UBS relativise l’impact de la nouvelle donne fiscale en Europe

A l’occasion de sa journée investisseurs, la banque a évalué l’effet des conventions de double imposition entre 15 à 40 milliards de francs suisses
Patrick Aussannaire

UBS souhaite faire peau neuve. La banque suisse a joué la carte de la transparence lors de sa journée dédiée aux investisseurs, grand-messe qui a eu lieu hier à Londres. Elle a chiffré entre 15 à 40 milliards de francs suisses (11 à 30 milliards d’euros) la perte d’encours résultant des modifications de la fiscalité internationale. Une décollecte qui s’ajouterait aux 20 milliards de francs retirés ces douze derniers mois par les clients français, allemands, italiens, autrichiens et britanniques.

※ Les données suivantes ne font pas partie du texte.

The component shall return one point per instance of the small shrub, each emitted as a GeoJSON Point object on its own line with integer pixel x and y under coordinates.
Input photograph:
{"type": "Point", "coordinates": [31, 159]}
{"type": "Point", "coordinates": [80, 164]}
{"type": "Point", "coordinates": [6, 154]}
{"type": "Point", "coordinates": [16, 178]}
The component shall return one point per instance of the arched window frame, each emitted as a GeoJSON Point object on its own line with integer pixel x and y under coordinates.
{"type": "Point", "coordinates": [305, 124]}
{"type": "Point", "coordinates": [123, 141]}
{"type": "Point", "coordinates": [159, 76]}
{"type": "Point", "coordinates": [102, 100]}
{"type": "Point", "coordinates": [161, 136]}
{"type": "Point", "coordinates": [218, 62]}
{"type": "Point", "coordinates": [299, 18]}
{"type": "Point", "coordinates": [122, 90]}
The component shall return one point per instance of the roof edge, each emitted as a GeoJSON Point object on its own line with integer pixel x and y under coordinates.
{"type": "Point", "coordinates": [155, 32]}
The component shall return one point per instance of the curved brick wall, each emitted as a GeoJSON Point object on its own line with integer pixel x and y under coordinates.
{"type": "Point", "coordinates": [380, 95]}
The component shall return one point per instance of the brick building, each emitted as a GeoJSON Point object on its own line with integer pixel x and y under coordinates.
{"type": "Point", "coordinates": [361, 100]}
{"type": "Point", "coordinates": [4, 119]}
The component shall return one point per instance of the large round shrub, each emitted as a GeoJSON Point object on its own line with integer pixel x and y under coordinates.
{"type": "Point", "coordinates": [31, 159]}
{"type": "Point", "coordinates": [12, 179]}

C’est la première fois qu’une banque donne une estimation chiffrée en termes de perte d’actifs liée aux changements à venir dans les accords de double imposition entre la Suisse et les pays de l’Union européenne, à la suite des négociations concernant la levée du secret bancaire. La Suisse a en effet signé une série de nouveaux traités sur la double imposition avec l’Allemagne et le Royaume-Uni le mois dernier, qui devraient être étendus aux autres pays européens et pourraient conduire de nombreux clients étrangers qui détiennent des fonds en Suisse à rapatrier leurs actifs.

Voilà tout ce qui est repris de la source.